Nitrogen (N) cycles continuously between inorganic N, organic N, and gaseous N on farm fields. Consider the soil as a piggy bank for nitrogen. After nitrogen is “deposited” through inputs, it can also be withdrawn from the soil via crop harvest, volatilization, denitrification, runoff, erosion, and leaching. In other words, the cycling forms of nitrogen follow the law of conservation of mass, meaning that within the boundaries shown in the nitrogen cycle (Figure 1), nitrogen input equals the sum of nitrogen changes in the soil and nitrogen removed from the soil.

The nitrogen budget can be represented like this:

N input = N removal +/- changes in

N storage

Times of higher risk

Fall and spring are particularly vulnerable to nitrate leaching because that is typically when much of our groundwater recharge occurs. The months following harvest through planting of the following year’s crop are also times when most row crop agricultural systems are void of vegetation to help with interception and/or water and nutrient uptake during the shoulder periods of the growing season. Cover crops, interplanting, and other strategies that promote living cover can help mitigate the risk of loss during these critical times.

With projections of higher precipitation in parts of the country in the future, the risk of losing nitrogen through leaching also rises.
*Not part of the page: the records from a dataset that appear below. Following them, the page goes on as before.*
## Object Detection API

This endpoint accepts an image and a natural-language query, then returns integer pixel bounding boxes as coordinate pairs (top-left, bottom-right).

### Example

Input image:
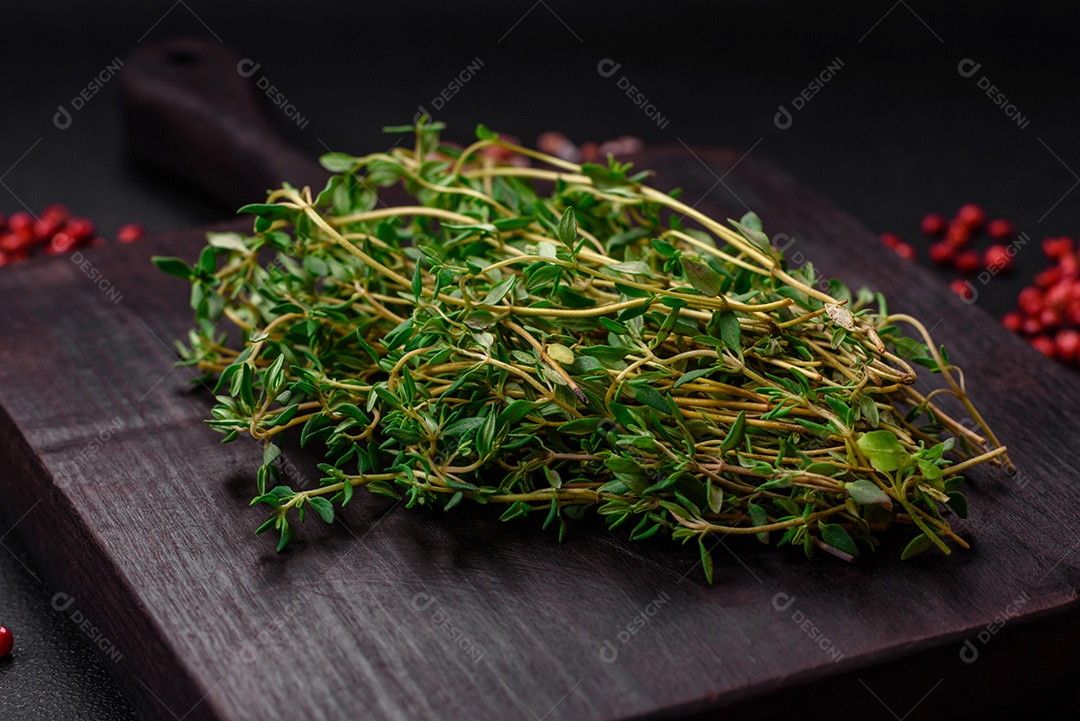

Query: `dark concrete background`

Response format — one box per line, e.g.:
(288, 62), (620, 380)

Under conventional tillage, 84% of drainage events occurred from January 1 to June 30. It has also been found that close to 75% of nitrogen leaching loss occurred from April 1 to June 30. Intense drainage, high soil residual nitrogen from various inputs (such as fertilizer, crop residual, and manure), and low nitrogen uptake from crops in early growth stages could result in high amounts of nitrate leaching in the spring. As a result, finding ways to secure residual soil inorganic nitrogen during the shoulder season will minimize the risk of nitrogen loss.

Consider the budget

Understanding nitrogen use in a budget may reveal opportunities to reduce unnecessary use of nitrogen inputs, which saves time and money and reduces contamination to groundwater. Make decisions about how much inorganic nitrogen to apply after considering your soil type, preplanting soil nitrogen testing, manure, legume, and irrigation nitrogen credits if applicable.
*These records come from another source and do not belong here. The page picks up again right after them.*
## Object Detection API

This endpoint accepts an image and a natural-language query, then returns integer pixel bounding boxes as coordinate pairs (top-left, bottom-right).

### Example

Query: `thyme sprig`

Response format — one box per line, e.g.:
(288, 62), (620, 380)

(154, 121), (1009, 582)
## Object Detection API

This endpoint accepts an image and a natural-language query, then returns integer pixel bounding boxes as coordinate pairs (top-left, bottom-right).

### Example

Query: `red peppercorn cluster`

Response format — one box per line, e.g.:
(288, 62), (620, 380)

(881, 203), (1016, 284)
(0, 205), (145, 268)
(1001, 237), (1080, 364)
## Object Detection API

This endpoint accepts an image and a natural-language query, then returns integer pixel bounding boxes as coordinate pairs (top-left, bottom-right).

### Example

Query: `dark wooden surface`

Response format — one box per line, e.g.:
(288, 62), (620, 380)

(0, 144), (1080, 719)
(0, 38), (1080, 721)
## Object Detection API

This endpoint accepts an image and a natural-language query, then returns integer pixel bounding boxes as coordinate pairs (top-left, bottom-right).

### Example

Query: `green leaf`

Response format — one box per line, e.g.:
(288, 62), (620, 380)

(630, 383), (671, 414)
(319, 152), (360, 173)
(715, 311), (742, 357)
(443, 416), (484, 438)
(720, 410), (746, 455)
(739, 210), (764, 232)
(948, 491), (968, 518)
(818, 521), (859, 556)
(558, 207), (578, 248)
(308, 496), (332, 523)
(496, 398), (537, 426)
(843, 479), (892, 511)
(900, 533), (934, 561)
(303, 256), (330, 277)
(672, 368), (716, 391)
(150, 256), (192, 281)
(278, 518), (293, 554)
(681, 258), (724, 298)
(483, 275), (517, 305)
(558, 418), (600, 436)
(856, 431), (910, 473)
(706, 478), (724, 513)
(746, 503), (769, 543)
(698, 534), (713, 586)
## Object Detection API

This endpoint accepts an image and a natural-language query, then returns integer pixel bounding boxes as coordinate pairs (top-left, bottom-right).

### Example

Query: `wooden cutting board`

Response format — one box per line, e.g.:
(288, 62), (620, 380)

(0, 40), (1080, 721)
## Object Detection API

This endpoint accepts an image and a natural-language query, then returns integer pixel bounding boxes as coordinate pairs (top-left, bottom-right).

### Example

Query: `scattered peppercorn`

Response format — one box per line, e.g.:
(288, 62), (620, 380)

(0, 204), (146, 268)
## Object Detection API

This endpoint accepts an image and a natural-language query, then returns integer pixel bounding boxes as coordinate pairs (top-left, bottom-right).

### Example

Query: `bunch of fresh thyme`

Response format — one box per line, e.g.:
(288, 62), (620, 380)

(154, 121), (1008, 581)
Concentrations of nitrate-N in irrigation water of a recent study were determined to be between 1 and 45 mg/L NO3-N, which adds an additional 0.2 to 10.1 pounds of nitrogen per inch of irrigation water applied. Nitrate added through irrigation water can be directly absorbed by plants.
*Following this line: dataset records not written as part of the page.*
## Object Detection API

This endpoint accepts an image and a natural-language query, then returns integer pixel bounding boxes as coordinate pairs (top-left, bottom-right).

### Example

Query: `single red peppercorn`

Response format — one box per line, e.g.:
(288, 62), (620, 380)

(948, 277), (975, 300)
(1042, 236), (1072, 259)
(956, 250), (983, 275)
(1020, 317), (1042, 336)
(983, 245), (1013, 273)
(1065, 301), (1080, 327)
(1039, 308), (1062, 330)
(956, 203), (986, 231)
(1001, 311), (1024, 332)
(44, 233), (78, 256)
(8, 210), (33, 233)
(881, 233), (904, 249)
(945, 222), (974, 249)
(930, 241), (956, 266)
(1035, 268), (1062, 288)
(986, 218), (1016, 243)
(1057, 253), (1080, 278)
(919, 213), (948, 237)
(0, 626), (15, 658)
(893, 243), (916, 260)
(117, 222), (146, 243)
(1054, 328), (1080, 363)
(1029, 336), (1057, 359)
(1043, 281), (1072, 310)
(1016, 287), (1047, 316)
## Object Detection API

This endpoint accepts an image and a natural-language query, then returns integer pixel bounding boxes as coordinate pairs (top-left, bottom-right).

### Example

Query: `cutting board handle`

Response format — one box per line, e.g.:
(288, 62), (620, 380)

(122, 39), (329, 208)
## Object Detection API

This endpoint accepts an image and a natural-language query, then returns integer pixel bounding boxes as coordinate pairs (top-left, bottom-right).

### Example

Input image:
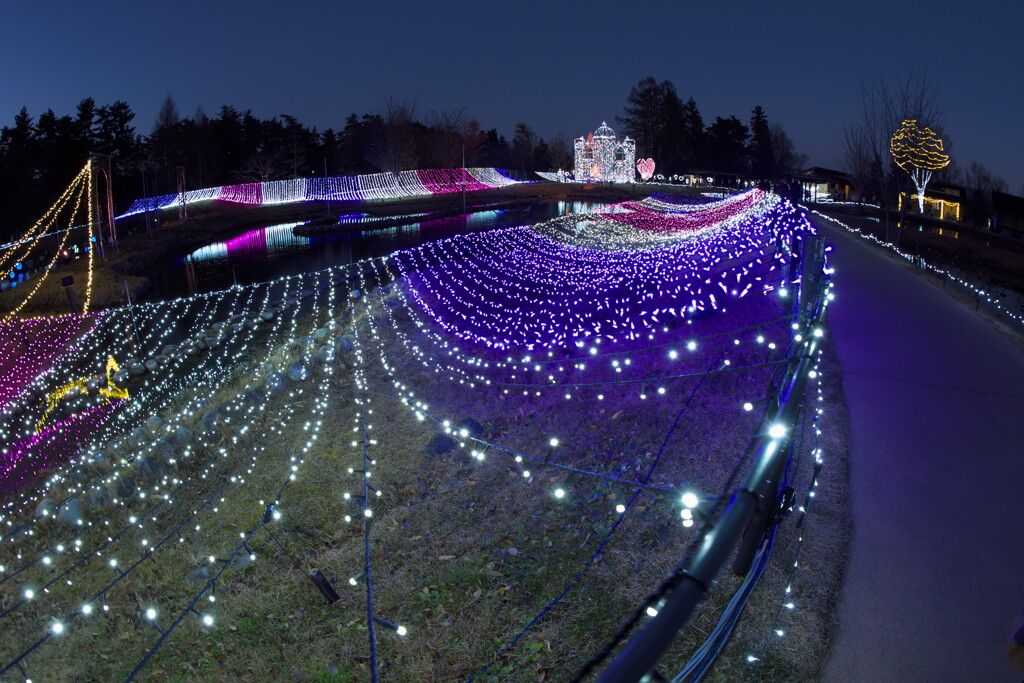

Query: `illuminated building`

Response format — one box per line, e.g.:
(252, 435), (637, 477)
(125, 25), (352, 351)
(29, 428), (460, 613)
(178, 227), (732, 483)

To simplify the creation of field-based nitrogen budgets, Kevin Masarik at the University of Wisconsin-Madison Division of Extension has developed a web-based tool named the “Nitrate Leaching Calculator,” which allows users to input environmental conditions, nitrogen inputs, and outputs. With this tool, you can understand the potential nitrogen loss from fields under specific management practices and compare different management scenarios. You can find the Nitrate Leaching Calculator and other upcoming related training opportunities at UW-Madison Division of Extension Agriculture Water Quality Program’s website.

Table 1 is an example of a nitrogen budget, including one field’s environmental factors, inputs, outputs, and estimated leachable nitrogen. Here, leachable nitrogen refers to the potential of nitrogen loss in pounds per acre.

Stay on track

Keep pace in the relay race of nutrient cycling by using cover crops. Nitrogen is like a baton in a relay race among crops and soil (Figure 2). After nitrogen is removed via harvest, soil inorganic nitrogen levels remain high in some fields.

In wet years with heavy snow and rainfall, the risk of nitrate leaching intensifies. To retain nitrogen at the end of the growing season, use a cover crop like winter rye, that efficiently scavenges nitrogen.

In a field research study on cover crops and nutrient management in Wisconsin from 2014 to 2017, researchers found that winter rye’s average dry biomass is over 2,000 pounds per acre, while uptaking more than 50 pounds of nitrogen per acre. In the spring, nitrogen from terminated cover crops will return to the soil as inorganic nitrogen and continue in the nutrient cycling process.

From a nutrient management perspective, be mindful of the trade-off of using cover crops. Adjust manure nitrogen credit from the previous application depending on cover crops biomass.